I tried the approach of having vma_adjust and rmap_walk always seeing
the same anon_vma but I couldn't devise a method. It doesn't seem
possible but I'm still getting to grips with the anon_vma_chain stuff.
Maybe Rik can spot a better way of doing this.

==== CUT HERE ====
mm: Take the vma anon_vma lock in vma_adjust and during rmap_walk

vma_adjust() is updating anon VMA information without any locks taken.
In constract, file-backed mappings use the i_mmap_lock. This lack of
locking can result in races with page migration. During rmap_walk(),
vma_address() can return -EFAULT for an address that will soon be valid.
This leaves a dangling migration PTE behind which can later cause a
BUG_ON to trigger when the page is faulted in.

This patch has vma_adjust() take the vma->anon_vma lock. When
rmap_walk_anon() is walking the anon_vma_chain list, it can encounter a
VMA a different anon_vma. It cannot just take this lock because
depending on the order of traversal of anon_vma_chains in other
processes, it could cause a livelock. Instead, it releases the pages
anon_vma lock it has and starts again from scratch until it can traverse
the full list uncontended.

Signed-off-by: Mel Gorman <mel@csn.ul.ie>
---
 mm/mmap.c |    6 ++++++
 mm/rmap.c |   21 ++++++++++++++++++++-
 2 files changed, 26 insertions(+), 1 deletions(-)

diff --git a/mm/mmap.c b/mm/mmap.c
index f90ea92..61d6f1d 100644
--- a/mm/mmap.c
+++ b/mm/mmap.c
@@ -578,6 +578,9 @@ again:			remove_next = 1 + (end > next->vm_end);
 		}
 	}
 
+	if (vma->anon_vma)
+		spin_lock(&vma->anon_vma->lock);
+
 	if (root) ...
From: Christoph Lameter
Date: Thursday, April 22, 2010 - 12:40 pm

Isnt this also a race with reclaim /  swap?
--

From: KAMEZAWA Hiroyuki
Date: Thursday, April 22, 2010 - 4:52 pm

On Thu, 22 Apr 2010 14:40:46 -0500 (CDT)
Yes, it's also race in reclaim/swap ...
  page_referenced()
  try_to_unmap().
  rmap_walk()  <==== we hit this case.

But above 2 are not considered to be critical.
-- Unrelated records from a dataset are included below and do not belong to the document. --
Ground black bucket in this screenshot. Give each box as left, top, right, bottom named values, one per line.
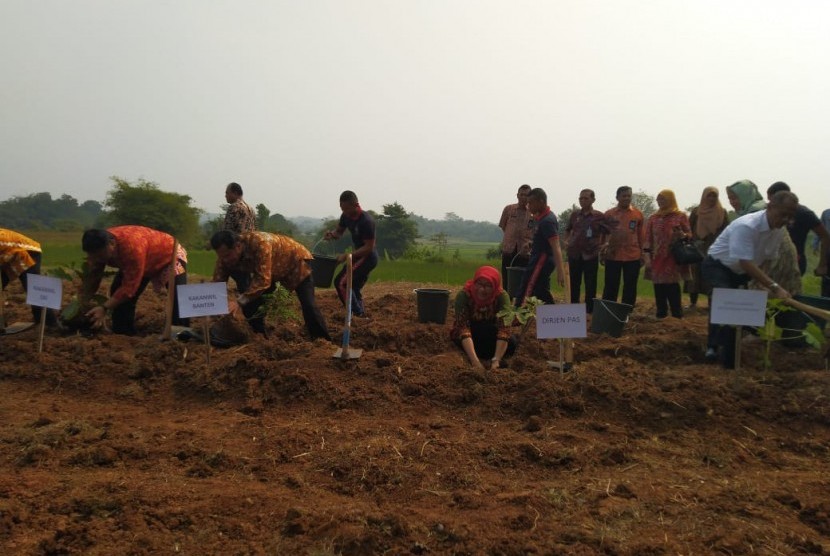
left=776, top=294, right=830, bottom=347
left=309, top=255, right=339, bottom=288
left=590, top=299, right=633, bottom=337
left=415, top=288, right=450, bottom=324
left=506, top=266, right=526, bottom=299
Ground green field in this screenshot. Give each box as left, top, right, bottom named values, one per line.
left=23, top=230, right=824, bottom=296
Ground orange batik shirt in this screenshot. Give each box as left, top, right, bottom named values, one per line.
left=0, top=228, right=41, bottom=280
left=87, top=226, right=187, bottom=303
left=213, top=232, right=312, bottom=298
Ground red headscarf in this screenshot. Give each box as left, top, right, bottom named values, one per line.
left=463, top=265, right=503, bottom=310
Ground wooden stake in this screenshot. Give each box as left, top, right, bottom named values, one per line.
left=161, top=239, right=178, bottom=341
left=562, top=261, right=574, bottom=363
left=203, top=316, right=211, bottom=369
left=734, top=325, right=742, bottom=372
left=37, top=304, right=47, bottom=354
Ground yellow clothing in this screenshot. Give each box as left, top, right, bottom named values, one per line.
left=0, top=229, right=41, bottom=280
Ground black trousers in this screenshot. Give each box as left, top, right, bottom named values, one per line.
left=452, top=321, right=518, bottom=360
left=110, top=267, right=189, bottom=335
left=653, top=282, right=682, bottom=318
left=335, top=252, right=378, bottom=316
left=701, top=256, right=749, bottom=368
left=602, top=259, right=641, bottom=307
left=568, top=256, right=598, bottom=313
left=242, top=275, right=331, bottom=340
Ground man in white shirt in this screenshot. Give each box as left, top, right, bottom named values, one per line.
left=701, top=190, right=799, bottom=368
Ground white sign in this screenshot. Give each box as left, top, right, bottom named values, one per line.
left=26, top=274, right=63, bottom=310
left=177, top=282, right=230, bottom=318
left=710, top=288, right=767, bottom=326
left=535, top=304, right=587, bottom=339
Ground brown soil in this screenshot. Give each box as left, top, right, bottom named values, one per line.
left=1, top=280, right=829, bottom=555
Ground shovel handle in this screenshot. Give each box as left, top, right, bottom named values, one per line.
left=783, top=297, right=830, bottom=322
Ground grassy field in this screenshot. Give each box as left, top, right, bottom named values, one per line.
left=23, top=230, right=824, bottom=296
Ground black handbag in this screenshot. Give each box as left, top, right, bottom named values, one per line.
left=670, top=238, right=704, bottom=265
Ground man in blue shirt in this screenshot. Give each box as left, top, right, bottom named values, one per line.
left=514, top=187, right=565, bottom=307
left=325, top=190, right=379, bottom=318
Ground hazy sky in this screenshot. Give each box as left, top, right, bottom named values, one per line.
left=2, top=0, right=829, bottom=223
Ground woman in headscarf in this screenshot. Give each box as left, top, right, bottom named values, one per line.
left=725, top=180, right=767, bottom=216
left=685, top=187, right=729, bottom=309
left=643, top=189, right=692, bottom=319
left=724, top=180, right=801, bottom=295
left=450, top=265, right=516, bottom=369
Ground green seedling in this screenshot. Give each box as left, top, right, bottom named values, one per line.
left=758, top=298, right=825, bottom=370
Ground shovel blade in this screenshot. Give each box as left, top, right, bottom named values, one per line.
left=333, top=347, right=363, bottom=360
left=2, top=322, right=36, bottom=335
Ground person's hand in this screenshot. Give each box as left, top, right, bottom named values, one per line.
left=471, top=359, right=485, bottom=370
left=227, top=299, right=242, bottom=317
left=85, top=305, right=107, bottom=329
left=489, top=359, right=501, bottom=370
left=770, top=284, right=792, bottom=299
left=335, top=253, right=347, bottom=264
left=556, top=269, right=565, bottom=287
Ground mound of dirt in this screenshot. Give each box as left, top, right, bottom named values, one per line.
left=1, top=280, right=829, bottom=554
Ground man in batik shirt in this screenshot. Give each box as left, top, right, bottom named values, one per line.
left=82, top=226, right=189, bottom=335
left=223, top=182, right=257, bottom=233
left=211, top=230, right=331, bottom=340
left=1, top=228, right=57, bottom=325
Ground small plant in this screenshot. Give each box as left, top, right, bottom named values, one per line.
left=47, top=262, right=110, bottom=330
left=758, top=299, right=825, bottom=370
left=497, top=296, right=546, bottom=346
left=252, top=284, right=299, bottom=323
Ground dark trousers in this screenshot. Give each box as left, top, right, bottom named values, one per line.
left=822, top=276, right=830, bottom=298
left=701, top=256, right=749, bottom=368
left=603, top=259, right=641, bottom=307
left=242, top=276, right=331, bottom=340
left=335, top=252, right=378, bottom=316
left=1, top=251, right=56, bottom=325
left=110, top=267, right=189, bottom=335
left=452, top=321, right=518, bottom=360
left=568, top=256, right=599, bottom=313
left=515, top=255, right=554, bottom=307
left=653, top=282, right=682, bottom=318
left=501, top=250, right=529, bottom=287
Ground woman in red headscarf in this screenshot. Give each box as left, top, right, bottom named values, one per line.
left=450, top=265, right=516, bottom=369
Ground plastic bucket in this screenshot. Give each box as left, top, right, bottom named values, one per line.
left=308, top=238, right=339, bottom=288
left=776, top=294, right=830, bottom=347
left=415, top=288, right=451, bottom=324
left=506, top=266, right=526, bottom=299
left=590, top=299, right=633, bottom=337
left=308, top=255, right=338, bottom=288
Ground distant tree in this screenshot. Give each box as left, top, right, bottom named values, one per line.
left=632, top=190, right=657, bottom=220
left=0, top=192, right=102, bottom=230
left=557, top=204, right=578, bottom=228
left=265, top=213, right=298, bottom=236
left=256, top=203, right=271, bottom=230
left=375, top=202, right=419, bottom=258
left=101, top=176, right=202, bottom=245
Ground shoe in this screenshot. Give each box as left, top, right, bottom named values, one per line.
left=704, top=348, right=717, bottom=362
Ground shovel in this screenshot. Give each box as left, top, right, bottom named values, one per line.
left=0, top=287, right=36, bottom=335
left=334, top=254, right=362, bottom=360
left=783, top=297, right=830, bottom=322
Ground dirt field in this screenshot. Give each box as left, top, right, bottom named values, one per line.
left=1, top=280, right=829, bottom=555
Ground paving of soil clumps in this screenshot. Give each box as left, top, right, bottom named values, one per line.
left=1, top=280, right=829, bottom=555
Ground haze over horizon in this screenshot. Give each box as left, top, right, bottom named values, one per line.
left=2, top=1, right=829, bottom=224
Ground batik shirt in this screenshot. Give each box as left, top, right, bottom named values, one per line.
left=499, top=203, right=533, bottom=256
left=450, top=290, right=512, bottom=342
left=86, top=226, right=187, bottom=303
left=224, top=199, right=257, bottom=233
left=213, top=232, right=312, bottom=298
left=565, top=209, right=606, bottom=260
left=603, top=206, right=645, bottom=262
left=0, top=229, right=41, bottom=280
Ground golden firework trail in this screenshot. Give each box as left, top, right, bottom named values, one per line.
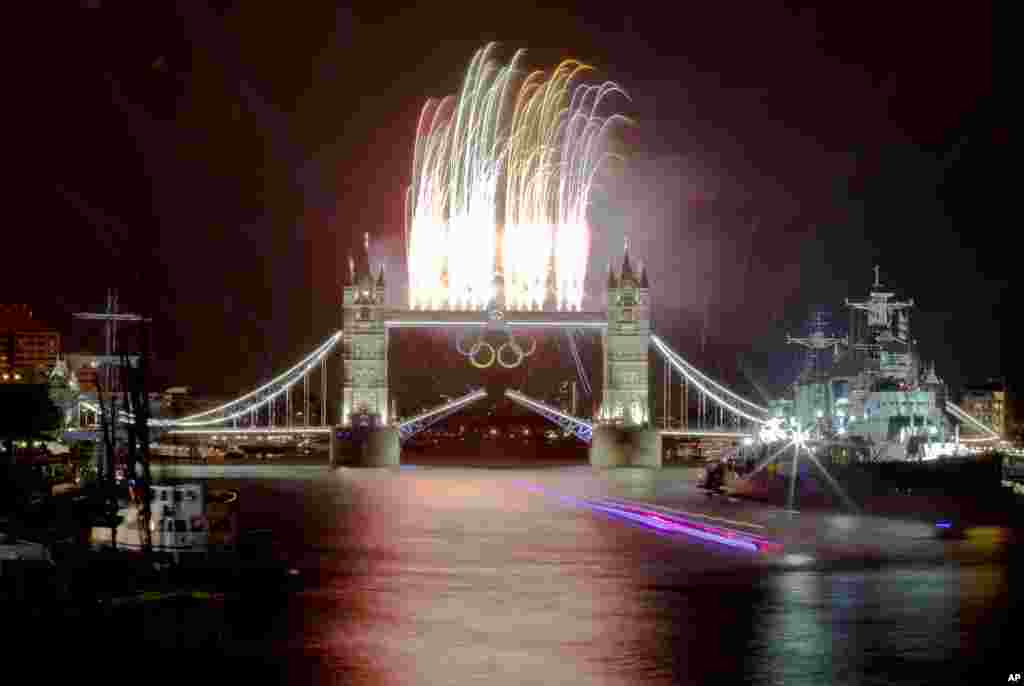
left=405, top=43, right=630, bottom=311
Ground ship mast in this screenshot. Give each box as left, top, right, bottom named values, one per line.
left=844, top=265, right=914, bottom=338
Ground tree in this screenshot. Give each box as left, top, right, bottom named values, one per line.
left=0, top=384, right=61, bottom=518
left=0, top=383, right=62, bottom=465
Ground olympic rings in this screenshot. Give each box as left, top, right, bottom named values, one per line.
left=469, top=341, right=496, bottom=369
left=455, top=332, right=537, bottom=369
left=495, top=336, right=539, bottom=368
left=496, top=342, right=521, bottom=368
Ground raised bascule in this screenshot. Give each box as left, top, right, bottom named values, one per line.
left=70, top=43, right=1002, bottom=470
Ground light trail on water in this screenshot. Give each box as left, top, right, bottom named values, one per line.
left=513, top=481, right=783, bottom=554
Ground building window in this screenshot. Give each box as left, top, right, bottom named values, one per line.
left=622, top=308, right=633, bottom=322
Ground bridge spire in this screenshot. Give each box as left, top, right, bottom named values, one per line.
left=620, top=235, right=634, bottom=282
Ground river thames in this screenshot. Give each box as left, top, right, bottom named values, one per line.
left=83, top=458, right=1012, bottom=686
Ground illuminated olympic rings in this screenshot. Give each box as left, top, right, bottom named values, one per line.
left=469, top=341, right=496, bottom=368
left=456, top=332, right=537, bottom=369
left=497, top=335, right=537, bottom=368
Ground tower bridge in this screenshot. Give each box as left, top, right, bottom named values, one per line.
left=328, top=239, right=774, bottom=466
left=70, top=239, right=1001, bottom=469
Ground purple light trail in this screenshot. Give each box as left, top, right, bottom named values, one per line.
left=514, top=481, right=783, bottom=553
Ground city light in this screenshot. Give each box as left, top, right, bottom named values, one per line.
left=758, top=417, right=787, bottom=443
left=406, top=43, right=630, bottom=311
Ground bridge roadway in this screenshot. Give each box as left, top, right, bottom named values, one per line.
left=382, top=308, right=608, bottom=329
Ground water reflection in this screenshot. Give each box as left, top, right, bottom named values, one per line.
left=132, top=465, right=1015, bottom=684
left=331, top=468, right=653, bottom=684
left=747, top=564, right=1014, bottom=684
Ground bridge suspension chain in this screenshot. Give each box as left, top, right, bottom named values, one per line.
left=650, top=335, right=768, bottom=427
left=79, top=331, right=342, bottom=430
left=651, top=334, right=769, bottom=418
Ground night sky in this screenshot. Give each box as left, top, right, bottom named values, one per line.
left=10, top=2, right=1003, bottom=403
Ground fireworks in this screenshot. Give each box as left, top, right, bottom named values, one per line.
left=405, top=43, right=630, bottom=311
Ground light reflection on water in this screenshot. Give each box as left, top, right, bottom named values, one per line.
left=153, top=465, right=1015, bottom=684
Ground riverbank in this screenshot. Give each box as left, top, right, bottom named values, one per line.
left=152, top=452, right=329, bottom=466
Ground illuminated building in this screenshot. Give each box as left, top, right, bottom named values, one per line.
left=960, top=380, right=1007, bottom=438
left=0, top=304, right=61, bottom=381
left=63, top=353, right=136, bottom=394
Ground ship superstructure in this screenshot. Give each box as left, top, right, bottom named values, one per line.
left=782, top=267, right=954, bottom=459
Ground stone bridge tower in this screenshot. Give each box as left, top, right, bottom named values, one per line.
left=341, top=249, right=389, bottom=428
left=590, top=239, right=661, bottom=468
left=601, top=239, right=651, bottom=425
left=336, top=242, right=399, bottom=467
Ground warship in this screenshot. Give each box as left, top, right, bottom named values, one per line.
left=775, top=266, right=980, bottom=461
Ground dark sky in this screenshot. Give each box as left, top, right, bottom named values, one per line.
left=10, top=1, right=1003, bottom=401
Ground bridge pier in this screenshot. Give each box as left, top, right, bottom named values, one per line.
left=589, top=426, right=662, bottom=469
left=330, top=426, right=400, bottom=468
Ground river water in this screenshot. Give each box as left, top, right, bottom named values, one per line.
left=75, top=463, right=1022, bottom=684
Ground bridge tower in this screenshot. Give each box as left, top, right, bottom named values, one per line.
left=341, top=256, right=389, bottom=426
left=602, top=240, right=651, bottom=424
left=338, top=245, right=399, bottom=466
left=591, top=240, right=661, bottom=467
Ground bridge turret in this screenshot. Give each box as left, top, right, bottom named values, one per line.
left=607, top=260, right=618, bottom=289
left=619, top=236, right=635, bottom=286
left=342, top=255, right=359, bottom=306
left=375, top=264, right=386, bottom=305
left=606, top=260, right=619, bottom=309
left=355, top=270, right=375, bottom=305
I'm not sure how this race affect KSM.

Thanks,
-Kame

--

From: Mel Gorman
Date: Friday, April 23, 2010 - 2:03 am

I'm not that familiar with KSM but took a look through. Mostly,
accessing the VMA is protected by the mmap_sem with the exception of
rmap_walk_ksm. It needs similar protection for accessing the VMA than
rmap_walk_anon does.

Specifically, this part

                list_for_each_entry(vmac, &anon_vma->head, same_anon_vma) {
                        vma = vmac->vma;
                        if (rmap_item->address < vma->vm_start ||
                            rmap_item->address >= vma->vm_end)
                                continue;

needs to acquire the vma->anon_vma lock if it differs or in your case
call something similar to vma_address_safe.

-- 
Mel Gorman
Part-time Phd Student                          Linux Technology Center
University of Limerick                         IBM Dublin Software Lab
--

From: Minchan Kim
Date: Thursday, April 22, 2010 - 7:23 am

Nice Catch, Kame. :)

For further optimization, we can hold vma->adjust_lock if vma_address
returns -EFAULT. But I hope we redesigns it without new locking. 
But I don't have good idea, now. :(

-- 
Kind regards,
Minchan Kim


--

From: Minchan Kim
Date: Thursday, April 22, 2010 - 7:40 am

How about this?
I just merged ideas of Mel and Kame.:)

It just shows the concept, not formal patch. 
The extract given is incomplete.